Hacker News new | ask | show | jobs
by sofixa 1055 days ago
> The US has far more innovation than the EU

In what areas? Software? Fraud (including anything from crypto shit through Theranos and Juicero)? Maybe automobiles and space, maybe?

In other areas such as aviation, banking, healthcare, music streaming (did you know that practically most music streaming services outside those created by the giants of Apple, Amazon, Google as an offshoot project are European innovations - Spotify, Deezer, Tidal, Qobuz), maybe edtech and biotech, space and transportation, automobiles etc. European companies out innovate American ones.

Innovation for the sake of innovation isn't cherished in the EU, and of course it's harder to be successful in 27 different small markets than it is in one massive one. Regulations playing a part in possible, but do you have any sources to substantiate your claim it's the primary reason?

2 comments

As an european, the US outpaces us in every area.

Whenever something good might happen, the EU tries to regulate it to death.

The latest example being AI: we don't have any AI companies or pioneers, but the EU already started drafting regulation around it.
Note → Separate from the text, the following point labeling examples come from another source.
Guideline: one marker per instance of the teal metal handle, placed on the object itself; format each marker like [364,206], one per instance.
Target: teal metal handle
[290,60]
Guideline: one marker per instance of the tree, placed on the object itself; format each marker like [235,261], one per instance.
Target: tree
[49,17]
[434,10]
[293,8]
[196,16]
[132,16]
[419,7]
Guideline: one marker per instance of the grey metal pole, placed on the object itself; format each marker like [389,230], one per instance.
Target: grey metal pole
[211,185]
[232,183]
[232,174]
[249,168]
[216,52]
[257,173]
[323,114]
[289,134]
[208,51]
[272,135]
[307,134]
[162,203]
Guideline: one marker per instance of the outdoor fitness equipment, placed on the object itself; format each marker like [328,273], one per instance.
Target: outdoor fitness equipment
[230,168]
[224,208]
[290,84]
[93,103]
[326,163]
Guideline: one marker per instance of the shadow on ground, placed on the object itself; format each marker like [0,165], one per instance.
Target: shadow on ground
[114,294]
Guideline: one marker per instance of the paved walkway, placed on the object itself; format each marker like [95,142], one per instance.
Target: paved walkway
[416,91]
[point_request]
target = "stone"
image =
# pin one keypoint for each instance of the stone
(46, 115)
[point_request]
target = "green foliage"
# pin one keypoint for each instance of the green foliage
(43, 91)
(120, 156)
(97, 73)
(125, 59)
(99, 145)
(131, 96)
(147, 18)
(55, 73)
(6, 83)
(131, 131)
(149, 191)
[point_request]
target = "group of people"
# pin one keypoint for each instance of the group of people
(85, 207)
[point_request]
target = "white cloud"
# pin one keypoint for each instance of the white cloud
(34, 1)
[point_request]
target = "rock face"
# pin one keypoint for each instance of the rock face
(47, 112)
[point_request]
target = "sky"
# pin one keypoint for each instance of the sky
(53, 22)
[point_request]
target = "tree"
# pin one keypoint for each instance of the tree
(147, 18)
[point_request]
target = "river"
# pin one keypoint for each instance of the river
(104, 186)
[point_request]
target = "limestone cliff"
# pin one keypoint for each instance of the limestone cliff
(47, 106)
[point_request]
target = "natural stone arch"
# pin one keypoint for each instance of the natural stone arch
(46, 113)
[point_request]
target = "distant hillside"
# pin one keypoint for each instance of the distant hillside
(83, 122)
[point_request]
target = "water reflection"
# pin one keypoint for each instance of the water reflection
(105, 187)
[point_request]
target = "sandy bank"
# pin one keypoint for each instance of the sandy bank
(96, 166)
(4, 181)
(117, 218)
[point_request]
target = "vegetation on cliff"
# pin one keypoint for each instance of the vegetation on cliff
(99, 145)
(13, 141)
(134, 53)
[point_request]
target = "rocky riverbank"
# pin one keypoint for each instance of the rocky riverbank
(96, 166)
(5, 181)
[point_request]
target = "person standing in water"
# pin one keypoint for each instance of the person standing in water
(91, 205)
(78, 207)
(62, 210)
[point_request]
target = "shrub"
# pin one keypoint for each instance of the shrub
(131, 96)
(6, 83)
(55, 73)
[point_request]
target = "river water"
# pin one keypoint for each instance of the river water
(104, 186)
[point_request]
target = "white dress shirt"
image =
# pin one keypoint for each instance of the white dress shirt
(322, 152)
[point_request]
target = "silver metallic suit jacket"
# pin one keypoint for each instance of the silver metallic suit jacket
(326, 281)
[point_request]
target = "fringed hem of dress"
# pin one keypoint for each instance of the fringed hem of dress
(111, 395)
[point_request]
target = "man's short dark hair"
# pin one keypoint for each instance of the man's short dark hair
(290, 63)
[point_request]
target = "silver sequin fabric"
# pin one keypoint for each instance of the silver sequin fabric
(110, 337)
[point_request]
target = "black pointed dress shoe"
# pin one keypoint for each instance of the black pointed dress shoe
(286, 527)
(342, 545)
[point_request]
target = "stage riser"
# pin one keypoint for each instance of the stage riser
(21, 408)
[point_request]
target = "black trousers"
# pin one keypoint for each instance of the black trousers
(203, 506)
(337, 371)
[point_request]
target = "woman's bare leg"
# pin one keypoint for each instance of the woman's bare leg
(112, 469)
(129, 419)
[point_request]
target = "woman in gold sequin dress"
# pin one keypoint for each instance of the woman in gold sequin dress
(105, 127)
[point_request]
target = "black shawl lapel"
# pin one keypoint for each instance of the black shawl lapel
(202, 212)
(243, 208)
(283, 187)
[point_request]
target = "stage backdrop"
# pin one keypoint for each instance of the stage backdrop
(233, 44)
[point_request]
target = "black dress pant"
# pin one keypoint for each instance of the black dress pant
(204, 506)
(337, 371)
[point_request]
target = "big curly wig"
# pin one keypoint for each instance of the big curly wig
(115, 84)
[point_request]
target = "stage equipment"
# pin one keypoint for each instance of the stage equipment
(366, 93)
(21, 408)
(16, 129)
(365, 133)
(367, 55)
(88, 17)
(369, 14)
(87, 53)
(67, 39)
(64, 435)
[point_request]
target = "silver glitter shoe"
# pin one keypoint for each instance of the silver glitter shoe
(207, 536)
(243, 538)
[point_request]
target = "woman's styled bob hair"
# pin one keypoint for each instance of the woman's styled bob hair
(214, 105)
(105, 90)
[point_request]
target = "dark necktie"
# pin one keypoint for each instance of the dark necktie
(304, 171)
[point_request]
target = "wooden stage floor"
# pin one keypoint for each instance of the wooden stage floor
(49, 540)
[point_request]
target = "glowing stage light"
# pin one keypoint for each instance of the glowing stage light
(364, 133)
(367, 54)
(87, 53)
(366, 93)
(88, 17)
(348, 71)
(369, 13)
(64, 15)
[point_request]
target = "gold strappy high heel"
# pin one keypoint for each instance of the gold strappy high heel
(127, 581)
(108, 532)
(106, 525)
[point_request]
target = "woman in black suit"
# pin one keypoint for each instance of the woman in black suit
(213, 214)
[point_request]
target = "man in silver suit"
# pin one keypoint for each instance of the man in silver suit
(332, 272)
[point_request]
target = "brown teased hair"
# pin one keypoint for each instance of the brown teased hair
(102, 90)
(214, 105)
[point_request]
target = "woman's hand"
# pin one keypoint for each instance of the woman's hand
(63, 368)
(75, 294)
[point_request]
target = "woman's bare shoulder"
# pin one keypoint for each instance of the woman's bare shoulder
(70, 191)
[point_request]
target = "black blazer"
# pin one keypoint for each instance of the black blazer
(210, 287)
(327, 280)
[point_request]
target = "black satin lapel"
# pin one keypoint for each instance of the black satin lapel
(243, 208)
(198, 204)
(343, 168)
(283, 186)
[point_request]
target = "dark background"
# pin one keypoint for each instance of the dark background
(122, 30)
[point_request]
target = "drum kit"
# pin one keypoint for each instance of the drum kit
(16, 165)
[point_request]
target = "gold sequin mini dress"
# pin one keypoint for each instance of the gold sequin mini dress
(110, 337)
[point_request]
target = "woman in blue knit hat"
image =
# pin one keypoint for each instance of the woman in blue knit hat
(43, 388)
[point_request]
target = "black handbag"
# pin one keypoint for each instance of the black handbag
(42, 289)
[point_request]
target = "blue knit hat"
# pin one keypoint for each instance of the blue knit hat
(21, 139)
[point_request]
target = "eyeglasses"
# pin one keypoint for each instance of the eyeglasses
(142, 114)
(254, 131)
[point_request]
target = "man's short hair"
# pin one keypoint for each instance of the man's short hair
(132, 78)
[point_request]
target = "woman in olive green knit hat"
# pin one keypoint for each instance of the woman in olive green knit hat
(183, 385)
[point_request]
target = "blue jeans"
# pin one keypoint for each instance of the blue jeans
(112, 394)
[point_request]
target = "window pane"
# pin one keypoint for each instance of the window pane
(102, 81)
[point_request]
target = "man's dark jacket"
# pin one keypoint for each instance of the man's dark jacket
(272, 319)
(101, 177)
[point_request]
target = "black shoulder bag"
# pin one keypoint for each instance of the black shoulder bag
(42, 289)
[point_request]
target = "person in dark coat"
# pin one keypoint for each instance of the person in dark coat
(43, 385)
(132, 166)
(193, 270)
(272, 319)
It feels like they want to kill every economic opportunity they can.

> Whenever something good might happen, the EU tries to regulate it to death

> The latest example being AI: we don't have any AI companies or pioneers, but the EU already started drafting regulation around it. It feels like they want to kill every economic opportunity they can.

You're looking at this one dimensionally. AI isn't just an "economic opportunity", there are actual real world things that can be impacted by it (just ask the striking actors and writers in the US). Why exactly is it a problem for there to be regulations? When Airbnb, Uber, e-scooter companies sprung up "disrupting" with no regulations covering them, they made a mess all around. I'm in favour of proactive over reactive regulations.

Not to mention, there literally is an EU startup in "AI" that got tons of money, so it's not like you can say there's only plans of regulations, there are plans of competing as well.

> As an european, the US outpaces us in every area.

Aeronautics, banking and healthcare are great counterexamples where it's not even close.

And they changed the law to allow the US to transfer EU's citizens data

https://www.politico.eu/article/eu-signs-off-on-data-transfe...

As if the EU was built to help the US economy and transform the continent into a giant marketplace

https://news.ycombinator.com/item?id=36895441

Given the size of the only companies you were able to list it doesn't seem like innovation for the sake of impact is cherished either.
I gave one example - music streaming companies because I find it funny practically all of the dedicated ones are from the EU - and you interpret it as something to scoff at? Spotify is literally the biggest music and podcast streaming company, and among the first in the business.

Back Market, Doctolib, Ornikar, HelloFresh, GitPod, N26, Yubikey, Revolut have plenty of impact and innovation as startups.

But maybe market cap is what impact means for you, so okay - Airbus? VW? Stellantis? Alstom? Thales? Safran? Sanofi? Siemens? Robert Bosch? Bayer? Literally among the best in the world in their respective branches. For instance, Airbus is outselling and outengineering and outinnovating and outmarketing and out-everything Boeing. Did you know that apart from them not being criminally negligent with basic safety systems, they're also heavily investing in all sorts of alternatives for the future of aviation? They have projects for battery-electric and hydrogen-powered airplanes, delta-wing designs, and collaborate with engine manufacturers (to be fair, it's a French-American Joint Venture) on innovative engine designs. Meanwhile Boeing's only innovation is NASA giving them a ton of money for them to test a new wing design for them.

Only some big names I could think of in France and Germany (and Spain and Netherlands and UK for Airbus). I really should start a list that I keep up for next time this topic comes up, people regularly underestimate innovation in the EU, or are completely unaware that said innovative company is European.

Almost all the big companies you mentioned were founded 50+ years ago. When it comes to tech, yeah you can cite Spotify, but against the US big techs it's kind of cute that this is the EU's calling card. Ornikar? GitPod? Please. For each of those we could list 100, if not 1000 more successful American startups.

It's a cold, hard fact that the US has had much more successful businesses recently, particularly in tech.

So innovation only counts if it's in tech and is a recently founded company? Agree to disagree on the definition then.

The innovation Airbus is doing is a million times more important (because it can drastically reduce carbon emissions in an area that emits a lot of them and is crucial for a big part of the world) than 99% of US tech startups "reinvention" or "disrupting" common things nobody needs reinventing. Do you count Juicero in your "innovative tech" metrics?

Yeah, hotels sucked in some places, but Airbnb is not a solution but it's whole can of worms aggravating housing shortages.

>Back Market, Doctolib, Ornikar, HelloFresh, GitPod, N26, Yubikey, Revolut have plenty of impact and innovation as startups.

lol. I have heard of like two of these and even those are tiny companies.